Book Review: Quiet by Susan Cain
By Jennifer Kennedy
Several years ago, as I was looking for content to share on IEA’s social networks one day, I stumbled across a TEDTalk by Susan Cain. I found myself captivated by everything she was saying. She discussed introverts in an extraverted world, and I felt like she was speaking directly to me. I knew that a higher percentage of gifted kids are introverted than is the case for the general population, and it made me think about how many of our kids – and their parents – would feel the same sense of relief, self-understanding, and self-acceptance that I felt after hearing what Susan Cain had to say in that talk.
From that moment, I knew I needed to learn more about introversion, and most of the articles I casually came across on the subject referenced Cain’s book, Quiet: The Power of Introverts in a World That Can’t Stop Talking. Upon reading that book, I realized why: Cain discusses introversion in relatable, understandable ways that bring value to a wide variety of audiences.
I continue to find myself thinking about and referencing Quiet, even though years have passed since I read the book, so I wanted to share its value with those of you who have not had the pleasure of reading it yet.
What Is In the Book
Quiet explores many aspects of introversion and extroversion from scientific, historic, cultural and social standpoints. Cain discusses:
- Both introversion and extroversion, explaining that one is not better than the other, but rather different.
- The difference between introversion and shyness, helping to dispel the myth that all introverts are shy.
- Famous introverts and how they harnessed their “power” as introverts to become successful.
- The science and history behind introversion.
- Other traits associated with introversion.
- The cultural context of how introversion and extroversion are viewed.
- How we deal with these traits.
- To what these traits translate.
The book is not trying to prove that introverts are better. Instead, it discusses that introversion is valuable – that introverts and extroverts each bring important dynamics that are valuable together – but that right now introverts are being squelched, so she is speaking up for them.
Why I Recommend It, Even for Extroverts
I highly recommend this book to introverts as well as extroverts who love and/or work with introverts. This book is a great one for parents of gifted children who are introverts, which is a great many of you. It is also good for teachers, who are charged with shaping young minds in an environment most often suited for extroverts.

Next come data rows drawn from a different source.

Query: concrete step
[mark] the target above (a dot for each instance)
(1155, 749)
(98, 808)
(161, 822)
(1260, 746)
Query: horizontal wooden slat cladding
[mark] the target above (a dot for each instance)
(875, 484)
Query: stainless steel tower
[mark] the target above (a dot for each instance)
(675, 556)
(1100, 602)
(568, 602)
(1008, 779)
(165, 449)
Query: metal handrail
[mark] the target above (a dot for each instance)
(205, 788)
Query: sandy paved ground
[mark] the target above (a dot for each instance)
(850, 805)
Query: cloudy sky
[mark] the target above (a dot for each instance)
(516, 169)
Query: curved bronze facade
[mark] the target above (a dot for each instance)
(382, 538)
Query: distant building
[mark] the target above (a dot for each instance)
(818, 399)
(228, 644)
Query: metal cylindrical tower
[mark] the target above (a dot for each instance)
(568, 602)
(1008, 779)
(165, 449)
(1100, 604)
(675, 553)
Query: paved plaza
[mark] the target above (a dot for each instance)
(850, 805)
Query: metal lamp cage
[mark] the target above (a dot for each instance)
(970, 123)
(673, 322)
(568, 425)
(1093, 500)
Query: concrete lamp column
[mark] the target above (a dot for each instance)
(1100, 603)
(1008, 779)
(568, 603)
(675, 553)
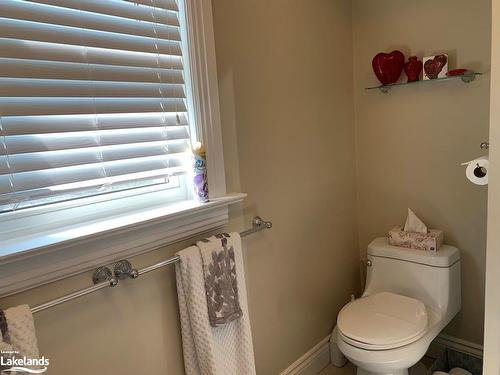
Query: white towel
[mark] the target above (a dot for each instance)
(221, 350)
(18, 333)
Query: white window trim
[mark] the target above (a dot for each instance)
(39, 258)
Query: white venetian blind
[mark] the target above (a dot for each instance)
(92, 98)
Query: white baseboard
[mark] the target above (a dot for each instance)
(446, 341)
(312, 362)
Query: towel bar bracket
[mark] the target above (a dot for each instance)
(102, 274)
(123, 269)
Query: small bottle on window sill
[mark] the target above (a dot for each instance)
(200, 181)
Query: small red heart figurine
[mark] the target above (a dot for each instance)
(388, 66)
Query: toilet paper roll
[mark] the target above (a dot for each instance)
(477, 170)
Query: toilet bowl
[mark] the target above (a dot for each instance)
(410, 296)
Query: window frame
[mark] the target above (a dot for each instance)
(135, 229)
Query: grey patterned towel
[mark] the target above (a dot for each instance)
(221, 286)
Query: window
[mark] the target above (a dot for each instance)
(100, 101)
(93, 99)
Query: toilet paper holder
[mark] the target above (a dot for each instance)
(485, 145)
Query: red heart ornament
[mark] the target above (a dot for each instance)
(388, 66)
(433, 67)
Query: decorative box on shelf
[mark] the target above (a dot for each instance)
(430, 241)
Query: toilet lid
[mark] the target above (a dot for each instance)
(383, 320)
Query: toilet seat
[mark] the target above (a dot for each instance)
(382, 321)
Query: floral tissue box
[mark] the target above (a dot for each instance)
(420, 241)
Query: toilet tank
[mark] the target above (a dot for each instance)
(431, 277)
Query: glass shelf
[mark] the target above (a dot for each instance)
(466, 77)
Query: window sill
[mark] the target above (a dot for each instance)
(31, 259)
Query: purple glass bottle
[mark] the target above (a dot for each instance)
(200, 180)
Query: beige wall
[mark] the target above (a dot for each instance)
(285, 72)
(492, 319)
(410, 142)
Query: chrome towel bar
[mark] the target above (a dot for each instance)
(103, 277)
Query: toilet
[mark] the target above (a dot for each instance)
(410, 296)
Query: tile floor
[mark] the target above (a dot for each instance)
(349, 369)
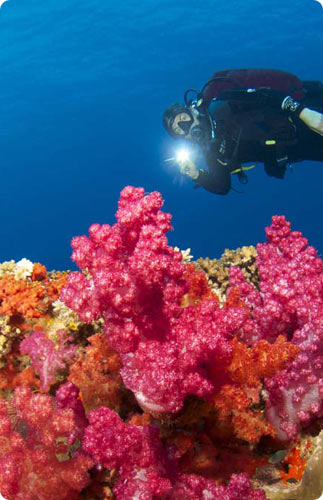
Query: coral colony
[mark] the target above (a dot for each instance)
(149, 377)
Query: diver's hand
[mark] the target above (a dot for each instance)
(277, 99)
(187, 167)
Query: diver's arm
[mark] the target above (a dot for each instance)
(313, 119)
(217, 180)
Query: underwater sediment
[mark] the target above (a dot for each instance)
(148, 376)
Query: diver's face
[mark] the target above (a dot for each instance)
(183, 123)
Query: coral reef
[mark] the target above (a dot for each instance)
(147, 376)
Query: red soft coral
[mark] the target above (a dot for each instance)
(35, 446)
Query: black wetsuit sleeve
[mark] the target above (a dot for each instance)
(217, 180)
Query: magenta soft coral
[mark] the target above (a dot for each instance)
(47, 357)
(148, 469)
(137, 282)
(34, 447)
(290, 302)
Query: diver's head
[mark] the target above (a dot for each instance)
(183, 122)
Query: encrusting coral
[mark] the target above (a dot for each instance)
(149, 377)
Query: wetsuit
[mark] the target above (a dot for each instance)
(250, 133)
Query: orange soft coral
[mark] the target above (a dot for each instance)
(22, 297)
(296, 466)
(97, 375)
(199, 288)
(239, 403)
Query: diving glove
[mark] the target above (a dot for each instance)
(292, 106)
(187, 167)
(277, 99)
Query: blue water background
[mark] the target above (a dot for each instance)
(83, 85)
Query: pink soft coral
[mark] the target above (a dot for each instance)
(290, 302)
(35, 459)
(48, 358)
(148, 470)
(137, 282)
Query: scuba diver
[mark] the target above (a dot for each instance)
(248, 115)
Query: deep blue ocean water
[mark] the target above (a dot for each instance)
(83, 85)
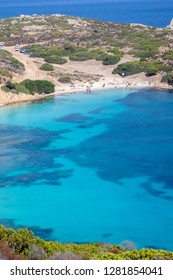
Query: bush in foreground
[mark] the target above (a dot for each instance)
(148, 67)
(30, 87)
(23, 242)
(46, 67)
(168, 79)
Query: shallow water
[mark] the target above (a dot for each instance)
(90, 167)
(150, 12)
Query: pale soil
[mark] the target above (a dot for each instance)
(92, 68)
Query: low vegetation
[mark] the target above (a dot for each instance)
(47, 67)
(30, 87)
(168, 78)
(9, 66)
(22, 244)
(150, 68)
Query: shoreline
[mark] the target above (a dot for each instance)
(7, 99)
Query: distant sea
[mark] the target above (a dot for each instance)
(150, 12)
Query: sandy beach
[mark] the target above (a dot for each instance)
(98, 77)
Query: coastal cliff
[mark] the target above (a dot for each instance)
(76, 54)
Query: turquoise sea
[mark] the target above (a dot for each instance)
(90, 167)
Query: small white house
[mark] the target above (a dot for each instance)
(17, 48)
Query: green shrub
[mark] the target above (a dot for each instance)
(5, 73)
(81, 56)
(55, 59)
(135, 67)
(20, 88)
(64, 80)
(30, 87)
(47, 67)
(39, 86)
(17, 64)
(110, 60)
(168, 55)
(168, 79)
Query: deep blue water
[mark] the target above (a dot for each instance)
(90, 167)
(150, 12)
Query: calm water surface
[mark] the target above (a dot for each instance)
(150, 12)
(90, 167)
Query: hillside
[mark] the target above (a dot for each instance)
(80, 52)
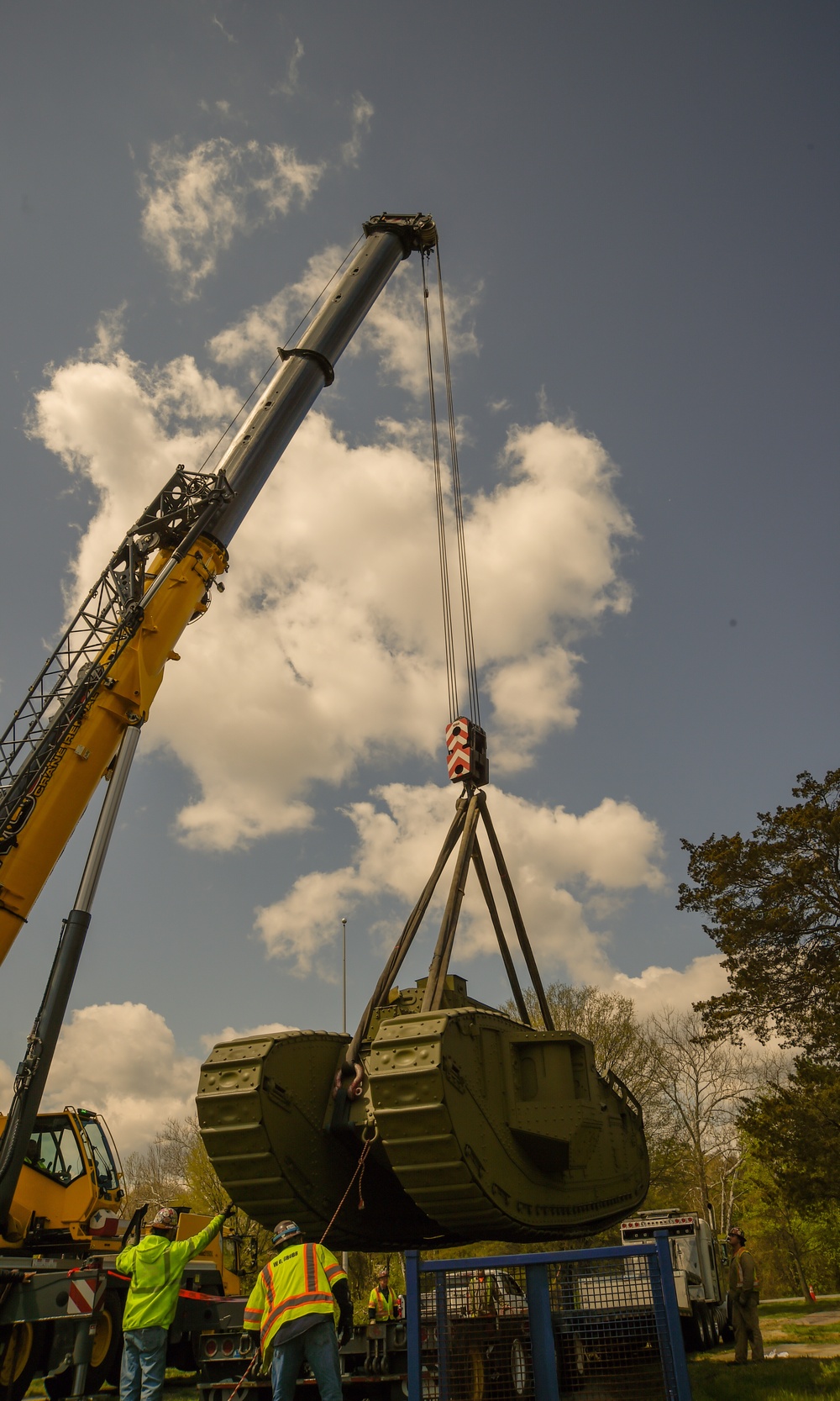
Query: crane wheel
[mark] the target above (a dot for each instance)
(105, 1354)
(18, 1359)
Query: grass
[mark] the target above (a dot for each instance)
(785, 1379)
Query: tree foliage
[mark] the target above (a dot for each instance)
(794, 1128)
(773, 903)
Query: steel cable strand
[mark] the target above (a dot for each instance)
(461, 537)
(438, 499)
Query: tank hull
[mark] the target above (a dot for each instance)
(262, 1106)
(503, 1132)
(480, 1130)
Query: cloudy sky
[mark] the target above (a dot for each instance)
(638, 209)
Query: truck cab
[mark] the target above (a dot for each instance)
(697, 1270)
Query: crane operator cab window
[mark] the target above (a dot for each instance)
(100, 1152)
(54, 1149)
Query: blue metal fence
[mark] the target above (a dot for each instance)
(590, 1325)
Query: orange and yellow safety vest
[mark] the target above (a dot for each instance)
(293, 1283)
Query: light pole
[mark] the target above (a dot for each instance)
(344, 1260)
(344, 976)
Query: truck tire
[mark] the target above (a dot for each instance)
(20, 1359)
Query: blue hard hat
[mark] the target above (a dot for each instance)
(283, 1230)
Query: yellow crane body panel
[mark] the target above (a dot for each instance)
(50, 813)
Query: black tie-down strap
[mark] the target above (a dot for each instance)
(311, 355)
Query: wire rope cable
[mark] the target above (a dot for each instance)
(441, 517)
(472, 677)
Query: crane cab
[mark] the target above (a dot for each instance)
(71, 1186)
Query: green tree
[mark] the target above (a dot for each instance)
(701, 1088)
(773, 903)
(794, 1128)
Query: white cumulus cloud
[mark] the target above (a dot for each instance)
(329, 636)
(657, 988)
(563, 863)
(360, 125)
(197, 201)
(329, 626)
(122, 1061)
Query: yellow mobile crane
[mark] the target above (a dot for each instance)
(79, 724)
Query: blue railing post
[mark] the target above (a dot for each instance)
(413, 1344)
(672, 1346)
(441, 1320)
(542, 1333)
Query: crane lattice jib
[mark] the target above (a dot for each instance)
(94, 640)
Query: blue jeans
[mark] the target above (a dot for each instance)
(319, 1346)
(144, 1365)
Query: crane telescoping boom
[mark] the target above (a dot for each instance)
(100, 682)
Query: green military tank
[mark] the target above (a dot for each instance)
(441, 1121)
(472, 1127)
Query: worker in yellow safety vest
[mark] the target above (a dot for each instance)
(384, 1304)
(291, 1308)
(155, 1267)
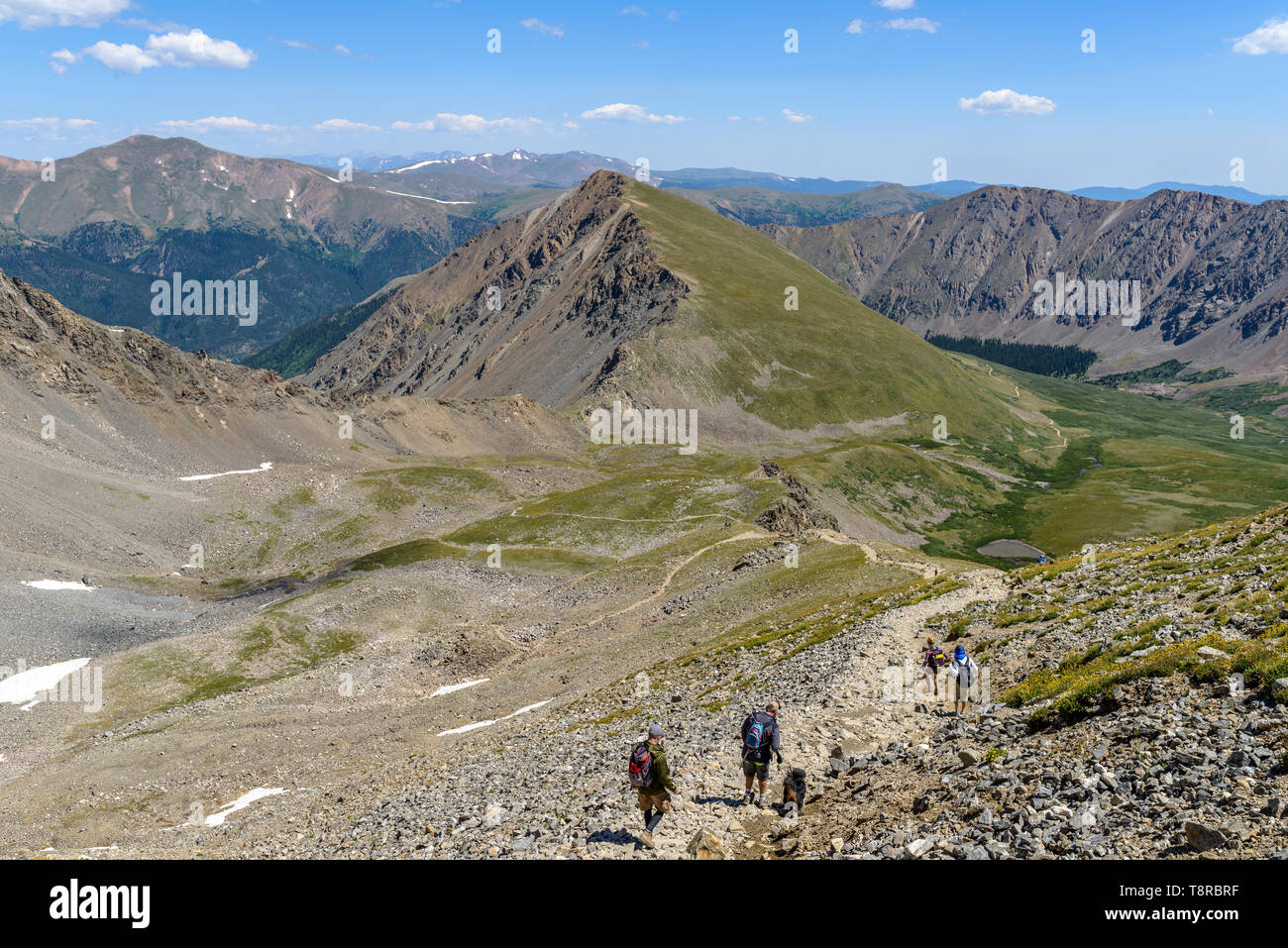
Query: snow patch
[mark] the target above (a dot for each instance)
(58, 584)
(421, 197)
(27, 685)
(449, 689)
(487, 724)
(266, 466)
(241, 804)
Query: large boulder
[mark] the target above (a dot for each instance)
(706, 845)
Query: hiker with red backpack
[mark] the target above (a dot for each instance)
(759, 742)
(651, 777)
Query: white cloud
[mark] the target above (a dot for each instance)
(301, 44)
(533, 24)
(34, 13)
(928, 26)
(47, 127)
(197, 50)
(625, 112)
(1006, 102)
(1270, 37)
(219, 123)
(344, 125)
(473, 124)
(124, 56)
(183, 51)
(154, 26)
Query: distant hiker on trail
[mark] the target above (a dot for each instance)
(964, 674)
(651, 777)
(759, 742)
(932, 659)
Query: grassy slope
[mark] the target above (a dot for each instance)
(842, 361)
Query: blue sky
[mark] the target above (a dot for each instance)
(1000, 89)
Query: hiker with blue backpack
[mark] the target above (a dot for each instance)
(759, 742)
(964, 673)
(651, 777)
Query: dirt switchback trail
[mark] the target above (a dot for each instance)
(666, 582)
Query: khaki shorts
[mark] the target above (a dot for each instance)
(655, 800)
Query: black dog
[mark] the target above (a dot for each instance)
(794, 791)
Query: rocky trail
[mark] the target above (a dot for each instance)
(555, 785)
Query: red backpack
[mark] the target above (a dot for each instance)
(640, 767)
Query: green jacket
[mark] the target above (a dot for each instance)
(661, 772)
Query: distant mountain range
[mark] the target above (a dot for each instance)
(322, 239)
(715, 178)
(1212, 275)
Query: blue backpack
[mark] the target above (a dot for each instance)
(755, 738)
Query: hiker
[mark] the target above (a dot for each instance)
(932, 659)
(964, 672)
(651, 777)
(759, 742)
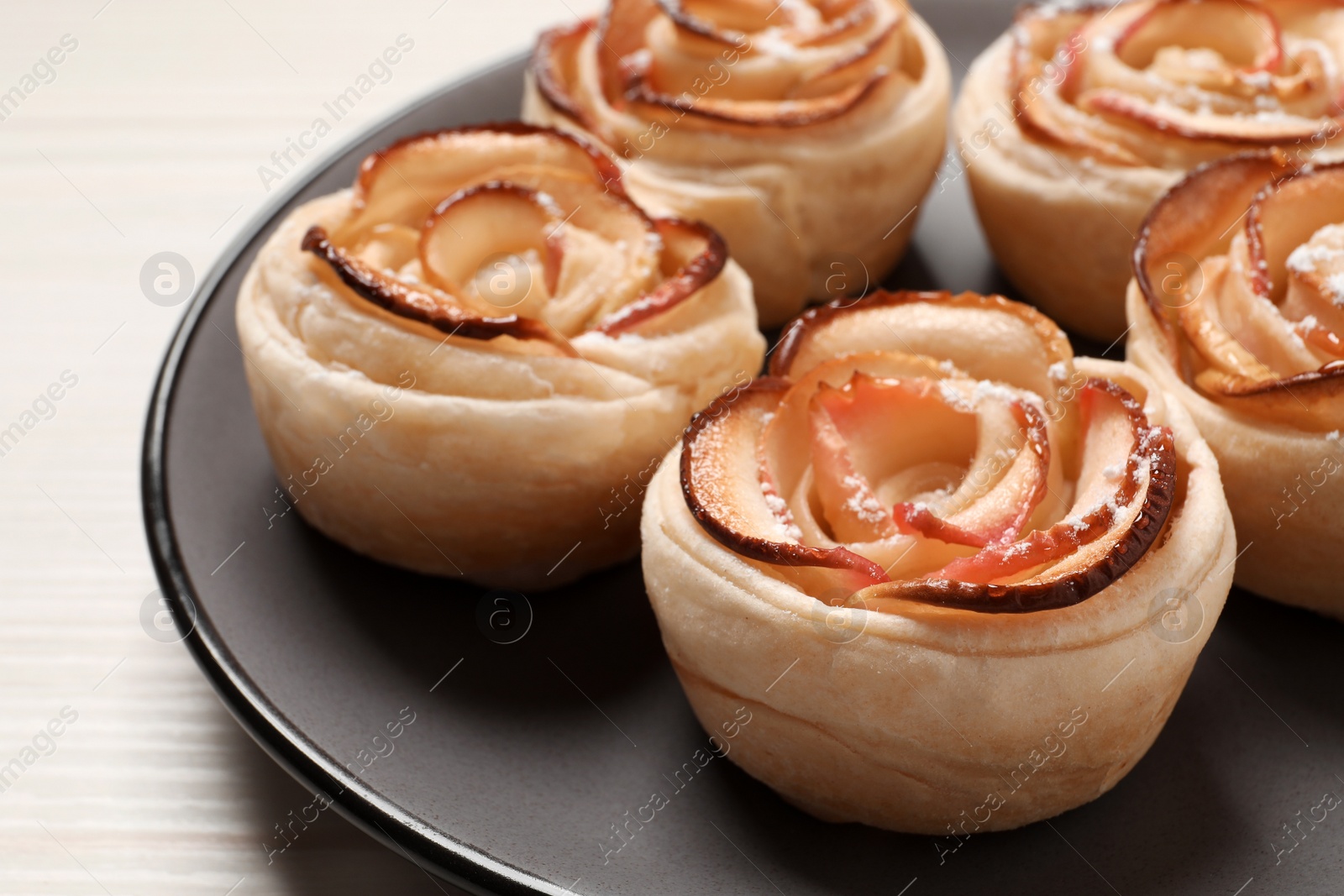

Cain is extremely informative about the science and history behind her arguments while still keeping the tone of the book fairly conversational most of the time. Cain references a great deal of academic research that helps lend credibility to her perspective but often relies on stories to truly illustrate her points. I know she’s credible because she proves she’s done her research, and I understand her points easily because she makes them human and relatable. This is a difficult balance to strike, but Cain does it extremely well.
Additionally, you can put as little or as much thought into this book as you want. You can simply read what Cain writes and get a fairly good understanding of introversion. If you want to learn more, Cain references many studies throughout the book that you can explore. You might also use the book as a jumping off point for a great deal of inner reflection, which is what I did a great deal; I thought quite a bit about how I do or don’t fit into the picture Cain paints of introverts, resulting in a lot of underlining and notes in the margins.
The book is primarily written for introverts – to empower them to be themselves, to help them learn about themselves, and to teach them how introversion, a trait not traditionally embraced in our culture, can be used positively in many situations. However, as Cain points out, we do live in a society with an “Extrovert Ideal”. Clearly understanding the difference between introverts and extroverts as well as knowing what introverts can bring to the table is useful for everyone, regardless of where you fall on the introvert-extrovert spectrum. The book also addresses introvert-extrovert relationships, which makes the book valuable for those extroverts who have close relationships with introverts, including significant others, parents, children, and close friends.
It is so important for us to teach our kids that they should be themselves, but our culture values extroversion so highly that it is difficult for our introverts to understand the value of this trait. Let’s understand introversion and extroversion better so we can help our children embrace who they are and the strengths they bring to the table.